Former Mets pitcher Ron Darling has been calling lots of the action, analyzing the game and kidding around during broadcasts. That insightful and conversational tone is captured in his memoir “The Complete Game,” which makes for great October reading. Each of its chapters covers an inning from his career as an up-and-comer at Yale, a key member in the Mets rotation, or as the pro in the broadcast booth. It should be mentioned here that the wonderful work that Darling, Gary Cohen, and the wily Keith Hernandez do in the SNY booth for the Mets all season has been giving fans of the Queens underdogs something to live for during the past few unfortunate seasons.
Darling also uses his memoir to treat a major aspect of the sport that wouldn’t find a comfortable home in the broadcast booth: the inevitable disappointments and sadness that come with being involved in the great game. There’s a melancholy that runs through the book, to which any baseball fan can relate. No matter how great the success, failure is always around the corner. Great player performances might take place in otherwise meaningless games. Divisions are won only to give way to disappointing outings in the playoffs. This might be best expressed in a chapter near the end of the book, where Darling describes a game he pitched when he was at Yale. Playing St. John’s, Darling took a no-hitter through eleven innings, a record for college pitchers. But the pitcher for St. John’s, Frank Viola (himself a future Met), was on his game too, and Yale couldn’t rack up a single run. Darling lost the game even though he says it was the best of his career.
Read on for more of Nathan's take on the game and the book.
How has baseball broken your heart?
Oh man, how hasn’t it? I became a big Mets fan after moving to New York, and that should tell you enough about baseball and heartbreak, but as a kid I jumped around a lot. I never picked the right teams. My most vivid childhood sports memory is of Kirk Gibson of the Dodgers, who could barely walk, winning Game One of the World Series with a pinch hit home run against the best relief pitcher in the game, Dennis Eckersley of the A’s. Trouble was, I was a huge Oakland fan. (My neighbor was too, and when I went over to his house to play the next day, I saw his bedroom door was smashed to smithereens. He’d taken his little league bat to it after the homer.)

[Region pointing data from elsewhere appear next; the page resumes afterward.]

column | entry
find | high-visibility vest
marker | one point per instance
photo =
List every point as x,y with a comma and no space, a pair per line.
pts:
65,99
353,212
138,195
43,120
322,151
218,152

Later, when I adopted the Pittsburgh Pirates, they went to the playoffs three years in a row (’90-’92) and lost every time to the despicable Atlanta Braves. Incidentally, I grew up in North Carolina, where the Braves were the team of choice for everyone around me. Now that I’m thinking about it, the first World Series I watched was in 1987, one year after the glorious and notorious ’86 Mets. So I just missed watching the team I love now win it all back then—it seems to be my destiny to miss out on success with my baseball fanship.
Why did you choose to illustrate this aspect of book?
The melancholy strain that runs throughout the book really jumped out at me. I probably identify more with losers in general, so the way Darling routinely touches notes of sadness, even in moments of victory, spoke to me. There’s a chapter in the book where he wins a big game, but the thing he’s most interested in is this brief moment where he almost lost all control. He came close to having a meltdown: he says he couldn’t even feel the seams on the ball, that it felt like a cue ball. I should say, too, that he never says “I’m going to tell you about sadness in this book.” It’s totally organic, just the way he looks at the game.